New year, no budget: How Washington works!
So much for deadlines. Lawmakers punt final votes on 2010 budget for at least another month.
NEW YORK (CNNMoney.com) -- Happy fiscal new year, Uncle Sam. Granted, there's not much to celebrate yet.
That's because lawmakers are not even halfway done finalizing the roughly $3 trillion federal budget for fiscal year 2010, which starts on Thursday.
The 2010 federal budget consists of 12 appropriations bills that need to be passed by both the House and the Senate. And then they need to work out their differences on each of those appropriations.
So, to prevent a complete government shutdown on Oct. 1, lawmakers will need to do what they've done for all but four of the past 33 years: Pass a so-called continuing resolution, which will keep money flowing to federal departments and agencies so they won't have to turn out their lights.
The House on Friday passed a continuing resolution that would fund the government through the end of next month. The Senate is likely to take up the measure next week, although it's not clear yet which day, according to an aide in the office of Majority Leader Harry Reid, D-Nev.
The fallout of not passing a continuing resolution would be no small matter.
"Government shutdowns have necessitated furloughs of several hundred thousand federal employees, required cessation or reduction of government activities, and affected all sectors of the economy," according to a Sept. 9 report from the Congressional Research Service.
The longest government shutdown ever took place during the Clinton administration and ran from Dec. 16, 1995. to Jan. 6, 1996.
The consequences of not putting the budget to bed by the time a new fiscal year begins aren't nearly as harsh, but they're not insignificant.

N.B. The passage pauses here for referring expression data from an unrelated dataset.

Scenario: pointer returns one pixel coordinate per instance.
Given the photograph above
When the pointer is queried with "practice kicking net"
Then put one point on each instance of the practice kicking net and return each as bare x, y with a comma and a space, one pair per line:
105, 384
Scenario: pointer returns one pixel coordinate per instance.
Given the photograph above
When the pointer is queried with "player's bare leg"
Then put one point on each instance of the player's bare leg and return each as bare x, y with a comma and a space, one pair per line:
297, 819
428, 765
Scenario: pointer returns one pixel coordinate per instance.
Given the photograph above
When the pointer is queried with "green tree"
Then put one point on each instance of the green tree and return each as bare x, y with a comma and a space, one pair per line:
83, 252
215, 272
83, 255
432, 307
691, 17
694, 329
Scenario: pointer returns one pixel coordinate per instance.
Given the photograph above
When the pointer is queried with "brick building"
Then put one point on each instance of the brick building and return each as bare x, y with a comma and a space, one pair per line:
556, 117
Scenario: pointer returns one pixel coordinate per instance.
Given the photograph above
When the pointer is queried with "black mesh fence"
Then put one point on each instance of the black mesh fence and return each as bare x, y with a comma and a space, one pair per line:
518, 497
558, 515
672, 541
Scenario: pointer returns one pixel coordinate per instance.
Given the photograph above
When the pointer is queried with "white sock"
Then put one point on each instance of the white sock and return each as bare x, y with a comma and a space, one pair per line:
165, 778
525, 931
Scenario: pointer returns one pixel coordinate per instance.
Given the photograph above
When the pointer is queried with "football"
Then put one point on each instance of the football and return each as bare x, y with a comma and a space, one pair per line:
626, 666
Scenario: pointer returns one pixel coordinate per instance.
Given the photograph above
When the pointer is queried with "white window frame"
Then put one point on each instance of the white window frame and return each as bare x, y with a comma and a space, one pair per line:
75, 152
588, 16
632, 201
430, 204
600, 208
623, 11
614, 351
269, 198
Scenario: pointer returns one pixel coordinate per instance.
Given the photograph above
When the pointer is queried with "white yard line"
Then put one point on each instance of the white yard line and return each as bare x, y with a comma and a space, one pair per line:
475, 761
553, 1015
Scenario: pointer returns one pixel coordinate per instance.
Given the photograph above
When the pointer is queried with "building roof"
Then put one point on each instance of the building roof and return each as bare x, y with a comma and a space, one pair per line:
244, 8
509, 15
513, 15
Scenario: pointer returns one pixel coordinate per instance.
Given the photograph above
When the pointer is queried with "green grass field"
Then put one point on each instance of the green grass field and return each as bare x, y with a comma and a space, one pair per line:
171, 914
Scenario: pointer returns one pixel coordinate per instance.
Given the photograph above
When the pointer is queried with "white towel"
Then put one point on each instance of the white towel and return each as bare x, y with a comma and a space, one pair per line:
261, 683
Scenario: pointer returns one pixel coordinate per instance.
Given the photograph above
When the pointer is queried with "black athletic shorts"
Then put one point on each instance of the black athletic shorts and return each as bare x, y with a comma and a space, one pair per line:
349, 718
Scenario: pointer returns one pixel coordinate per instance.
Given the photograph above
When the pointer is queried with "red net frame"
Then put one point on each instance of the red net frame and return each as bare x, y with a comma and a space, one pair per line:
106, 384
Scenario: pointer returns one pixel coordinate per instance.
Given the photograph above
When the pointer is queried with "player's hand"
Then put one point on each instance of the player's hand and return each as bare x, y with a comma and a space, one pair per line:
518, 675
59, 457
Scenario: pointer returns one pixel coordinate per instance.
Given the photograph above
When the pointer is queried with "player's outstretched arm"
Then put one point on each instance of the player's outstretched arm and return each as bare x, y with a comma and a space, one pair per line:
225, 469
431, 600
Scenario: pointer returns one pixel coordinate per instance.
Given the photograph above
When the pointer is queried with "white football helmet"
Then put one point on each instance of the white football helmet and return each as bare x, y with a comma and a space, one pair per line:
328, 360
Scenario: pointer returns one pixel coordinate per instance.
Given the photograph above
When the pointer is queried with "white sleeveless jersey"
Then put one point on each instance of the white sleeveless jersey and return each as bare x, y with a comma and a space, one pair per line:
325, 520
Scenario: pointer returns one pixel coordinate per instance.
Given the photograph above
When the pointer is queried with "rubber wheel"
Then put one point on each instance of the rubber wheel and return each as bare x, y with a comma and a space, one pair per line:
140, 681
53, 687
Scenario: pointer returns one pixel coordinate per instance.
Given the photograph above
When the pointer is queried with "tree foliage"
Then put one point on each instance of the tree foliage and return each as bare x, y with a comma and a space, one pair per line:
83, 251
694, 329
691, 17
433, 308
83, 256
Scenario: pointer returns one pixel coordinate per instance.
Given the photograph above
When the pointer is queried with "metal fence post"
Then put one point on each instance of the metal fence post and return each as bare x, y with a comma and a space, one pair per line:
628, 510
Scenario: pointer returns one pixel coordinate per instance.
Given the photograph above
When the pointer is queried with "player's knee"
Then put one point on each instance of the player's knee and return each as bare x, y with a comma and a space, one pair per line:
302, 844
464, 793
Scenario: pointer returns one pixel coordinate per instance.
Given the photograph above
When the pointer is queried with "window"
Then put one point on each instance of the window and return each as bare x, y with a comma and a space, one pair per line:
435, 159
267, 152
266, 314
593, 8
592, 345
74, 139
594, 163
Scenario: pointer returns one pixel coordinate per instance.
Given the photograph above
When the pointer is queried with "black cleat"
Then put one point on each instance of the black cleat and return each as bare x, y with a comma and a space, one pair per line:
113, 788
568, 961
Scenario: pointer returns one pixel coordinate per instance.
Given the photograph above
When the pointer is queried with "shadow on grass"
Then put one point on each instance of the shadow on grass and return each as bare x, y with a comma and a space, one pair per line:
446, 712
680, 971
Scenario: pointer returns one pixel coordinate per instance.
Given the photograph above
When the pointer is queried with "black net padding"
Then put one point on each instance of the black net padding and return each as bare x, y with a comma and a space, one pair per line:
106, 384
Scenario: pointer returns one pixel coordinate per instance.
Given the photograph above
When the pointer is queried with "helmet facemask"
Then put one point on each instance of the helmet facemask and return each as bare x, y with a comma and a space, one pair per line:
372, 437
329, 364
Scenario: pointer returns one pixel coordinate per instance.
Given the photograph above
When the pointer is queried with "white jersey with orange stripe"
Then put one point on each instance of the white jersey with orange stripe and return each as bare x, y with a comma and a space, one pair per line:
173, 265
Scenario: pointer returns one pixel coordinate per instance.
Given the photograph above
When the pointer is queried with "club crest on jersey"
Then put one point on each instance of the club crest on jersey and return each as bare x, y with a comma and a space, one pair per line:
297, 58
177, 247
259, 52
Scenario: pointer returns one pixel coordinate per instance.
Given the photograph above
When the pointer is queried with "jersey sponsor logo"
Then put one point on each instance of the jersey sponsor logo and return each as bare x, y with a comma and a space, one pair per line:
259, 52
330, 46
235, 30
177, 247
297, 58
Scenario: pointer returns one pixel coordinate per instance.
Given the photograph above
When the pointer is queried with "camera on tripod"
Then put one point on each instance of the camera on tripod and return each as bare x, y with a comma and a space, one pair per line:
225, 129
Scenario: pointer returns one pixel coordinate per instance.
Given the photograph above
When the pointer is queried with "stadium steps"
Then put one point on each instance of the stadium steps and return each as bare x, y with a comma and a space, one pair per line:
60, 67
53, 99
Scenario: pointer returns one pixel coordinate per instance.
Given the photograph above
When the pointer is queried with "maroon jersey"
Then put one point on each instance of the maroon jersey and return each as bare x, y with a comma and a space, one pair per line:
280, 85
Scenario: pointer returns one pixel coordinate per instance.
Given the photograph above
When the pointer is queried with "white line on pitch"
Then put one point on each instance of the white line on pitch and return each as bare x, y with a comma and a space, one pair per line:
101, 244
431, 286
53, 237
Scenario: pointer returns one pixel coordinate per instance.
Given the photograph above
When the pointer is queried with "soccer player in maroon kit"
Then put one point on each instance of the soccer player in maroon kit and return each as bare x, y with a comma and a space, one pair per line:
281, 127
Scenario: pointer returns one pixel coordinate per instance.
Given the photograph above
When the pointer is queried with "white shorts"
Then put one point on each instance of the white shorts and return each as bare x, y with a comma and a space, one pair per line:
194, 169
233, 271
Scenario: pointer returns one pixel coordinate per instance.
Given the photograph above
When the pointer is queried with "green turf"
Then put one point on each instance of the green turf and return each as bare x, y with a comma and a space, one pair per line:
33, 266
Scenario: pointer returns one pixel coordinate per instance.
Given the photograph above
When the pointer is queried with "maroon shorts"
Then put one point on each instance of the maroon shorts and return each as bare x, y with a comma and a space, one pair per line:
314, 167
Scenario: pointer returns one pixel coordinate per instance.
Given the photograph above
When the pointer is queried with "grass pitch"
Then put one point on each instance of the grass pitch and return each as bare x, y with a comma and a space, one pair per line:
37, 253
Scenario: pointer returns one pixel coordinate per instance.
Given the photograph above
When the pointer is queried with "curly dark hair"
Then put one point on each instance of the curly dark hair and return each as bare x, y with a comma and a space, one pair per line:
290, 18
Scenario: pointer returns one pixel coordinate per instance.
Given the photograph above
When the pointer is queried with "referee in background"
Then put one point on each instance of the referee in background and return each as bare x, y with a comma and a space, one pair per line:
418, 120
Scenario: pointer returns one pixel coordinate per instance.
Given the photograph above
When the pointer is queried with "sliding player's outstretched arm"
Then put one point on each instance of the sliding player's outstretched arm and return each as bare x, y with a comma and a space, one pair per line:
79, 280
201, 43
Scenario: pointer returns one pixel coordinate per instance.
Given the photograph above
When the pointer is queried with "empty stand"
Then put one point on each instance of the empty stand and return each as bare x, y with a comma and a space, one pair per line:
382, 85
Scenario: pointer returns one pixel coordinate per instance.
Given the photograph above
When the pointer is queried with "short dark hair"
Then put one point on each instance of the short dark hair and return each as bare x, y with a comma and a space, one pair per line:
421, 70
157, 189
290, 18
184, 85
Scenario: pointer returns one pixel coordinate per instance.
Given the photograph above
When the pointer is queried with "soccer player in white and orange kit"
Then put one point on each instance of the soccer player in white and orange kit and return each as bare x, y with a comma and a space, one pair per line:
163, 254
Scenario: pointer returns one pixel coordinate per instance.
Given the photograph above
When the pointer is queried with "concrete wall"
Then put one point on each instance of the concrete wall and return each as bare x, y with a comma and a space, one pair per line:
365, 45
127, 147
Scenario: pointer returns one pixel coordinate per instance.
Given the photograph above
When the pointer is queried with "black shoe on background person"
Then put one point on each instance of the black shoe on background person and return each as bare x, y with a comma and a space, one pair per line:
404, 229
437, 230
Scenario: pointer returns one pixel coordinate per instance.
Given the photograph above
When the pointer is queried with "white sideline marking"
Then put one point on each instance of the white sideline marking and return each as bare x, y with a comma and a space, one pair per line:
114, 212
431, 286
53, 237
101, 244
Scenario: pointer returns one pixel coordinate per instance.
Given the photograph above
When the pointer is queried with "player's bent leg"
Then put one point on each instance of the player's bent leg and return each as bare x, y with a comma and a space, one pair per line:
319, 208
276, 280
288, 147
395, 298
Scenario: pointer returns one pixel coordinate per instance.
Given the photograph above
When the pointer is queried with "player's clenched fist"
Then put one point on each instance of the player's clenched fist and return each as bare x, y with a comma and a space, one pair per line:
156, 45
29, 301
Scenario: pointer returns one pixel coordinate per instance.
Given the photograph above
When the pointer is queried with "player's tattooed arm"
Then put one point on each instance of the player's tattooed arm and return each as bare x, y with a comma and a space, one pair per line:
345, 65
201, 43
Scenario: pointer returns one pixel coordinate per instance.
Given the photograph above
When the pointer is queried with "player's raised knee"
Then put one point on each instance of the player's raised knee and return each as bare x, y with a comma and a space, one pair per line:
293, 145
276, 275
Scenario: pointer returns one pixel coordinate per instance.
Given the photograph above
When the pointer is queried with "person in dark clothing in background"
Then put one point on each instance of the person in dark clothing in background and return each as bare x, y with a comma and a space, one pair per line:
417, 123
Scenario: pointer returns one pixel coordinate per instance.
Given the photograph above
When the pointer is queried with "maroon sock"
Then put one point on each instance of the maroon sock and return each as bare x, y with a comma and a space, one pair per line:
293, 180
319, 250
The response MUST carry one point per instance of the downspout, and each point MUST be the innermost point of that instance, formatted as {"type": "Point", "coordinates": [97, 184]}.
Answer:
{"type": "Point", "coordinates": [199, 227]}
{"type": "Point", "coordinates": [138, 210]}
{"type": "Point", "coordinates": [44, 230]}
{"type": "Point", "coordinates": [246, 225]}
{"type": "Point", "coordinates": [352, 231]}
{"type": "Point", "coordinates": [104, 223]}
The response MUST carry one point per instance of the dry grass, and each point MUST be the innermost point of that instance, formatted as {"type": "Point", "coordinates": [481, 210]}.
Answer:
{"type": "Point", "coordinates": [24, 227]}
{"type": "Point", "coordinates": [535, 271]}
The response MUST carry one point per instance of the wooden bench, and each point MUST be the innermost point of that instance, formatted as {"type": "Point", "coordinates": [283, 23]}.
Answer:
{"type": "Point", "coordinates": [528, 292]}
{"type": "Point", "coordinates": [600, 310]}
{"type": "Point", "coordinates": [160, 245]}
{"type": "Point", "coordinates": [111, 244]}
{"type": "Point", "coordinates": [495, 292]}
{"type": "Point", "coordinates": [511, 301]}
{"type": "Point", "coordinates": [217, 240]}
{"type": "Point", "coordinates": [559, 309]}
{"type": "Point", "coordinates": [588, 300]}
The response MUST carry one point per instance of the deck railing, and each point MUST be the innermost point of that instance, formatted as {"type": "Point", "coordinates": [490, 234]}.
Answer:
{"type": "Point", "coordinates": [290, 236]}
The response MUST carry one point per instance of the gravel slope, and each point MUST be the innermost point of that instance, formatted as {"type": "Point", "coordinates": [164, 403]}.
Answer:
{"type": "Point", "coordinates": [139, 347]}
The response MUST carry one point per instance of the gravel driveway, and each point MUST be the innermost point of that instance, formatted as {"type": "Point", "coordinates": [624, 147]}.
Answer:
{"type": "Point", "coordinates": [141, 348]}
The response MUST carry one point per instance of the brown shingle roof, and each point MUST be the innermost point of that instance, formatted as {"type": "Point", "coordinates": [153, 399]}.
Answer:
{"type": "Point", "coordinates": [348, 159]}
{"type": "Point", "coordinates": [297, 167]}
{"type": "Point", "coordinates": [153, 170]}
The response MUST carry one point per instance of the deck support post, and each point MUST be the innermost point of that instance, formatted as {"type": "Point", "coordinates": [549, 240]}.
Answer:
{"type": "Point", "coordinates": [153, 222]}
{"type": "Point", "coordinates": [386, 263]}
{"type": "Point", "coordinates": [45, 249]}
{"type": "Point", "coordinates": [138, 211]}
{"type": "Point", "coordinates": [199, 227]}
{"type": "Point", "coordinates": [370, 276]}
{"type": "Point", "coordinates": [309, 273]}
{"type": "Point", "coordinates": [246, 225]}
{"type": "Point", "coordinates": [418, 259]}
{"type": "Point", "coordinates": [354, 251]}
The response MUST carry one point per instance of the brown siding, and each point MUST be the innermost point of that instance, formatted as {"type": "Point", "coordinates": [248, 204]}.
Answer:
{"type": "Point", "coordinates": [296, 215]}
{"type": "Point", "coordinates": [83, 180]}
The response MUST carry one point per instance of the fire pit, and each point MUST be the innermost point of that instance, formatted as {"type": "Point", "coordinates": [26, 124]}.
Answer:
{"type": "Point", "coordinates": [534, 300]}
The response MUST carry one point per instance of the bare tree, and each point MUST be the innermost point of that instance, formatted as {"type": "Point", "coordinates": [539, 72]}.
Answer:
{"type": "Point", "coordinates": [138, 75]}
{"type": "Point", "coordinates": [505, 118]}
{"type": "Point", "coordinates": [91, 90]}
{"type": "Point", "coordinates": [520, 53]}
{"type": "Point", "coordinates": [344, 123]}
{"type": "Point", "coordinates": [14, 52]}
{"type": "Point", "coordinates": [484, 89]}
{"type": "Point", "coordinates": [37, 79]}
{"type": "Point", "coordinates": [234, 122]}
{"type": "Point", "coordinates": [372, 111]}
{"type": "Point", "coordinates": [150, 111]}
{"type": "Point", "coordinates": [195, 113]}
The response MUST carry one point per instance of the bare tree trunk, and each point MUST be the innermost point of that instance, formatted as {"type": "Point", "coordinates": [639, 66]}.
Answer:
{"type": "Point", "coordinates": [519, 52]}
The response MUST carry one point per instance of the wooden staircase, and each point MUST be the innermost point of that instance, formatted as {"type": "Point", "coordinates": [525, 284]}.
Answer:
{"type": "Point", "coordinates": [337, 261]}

"Agencies don't know what they have to spend for fiscal year 2010. It makes planning for agencies uncertain and it hampers good management," said Charles Konigsberg, chief budget counsel of the Concord Coalition, a deficit watchdog group.
That the House's continuing resolution only runs through the end of October doesn't actually mean lawmakers would wrap up the budget process by then, although that is the hope.
"Generally they do a series of short-term continuing resolutions to keep the pressure on the appropriators to finish the bills," Konigsberg said.
But because everyone expects Congress to be in session through most of December because of the many battles to come over health reform, it may be Christmas before any real resolution on the 2010 budget is locked in.
In the meantime, lawmakers are likely to face another high-stakes vote to raise the country's debt ceiling. That's because with the government borrowing record amounts of money this year, the expectation is that the nation's current debt ceiling of $12.1 trillion will be pierced sometime this fall.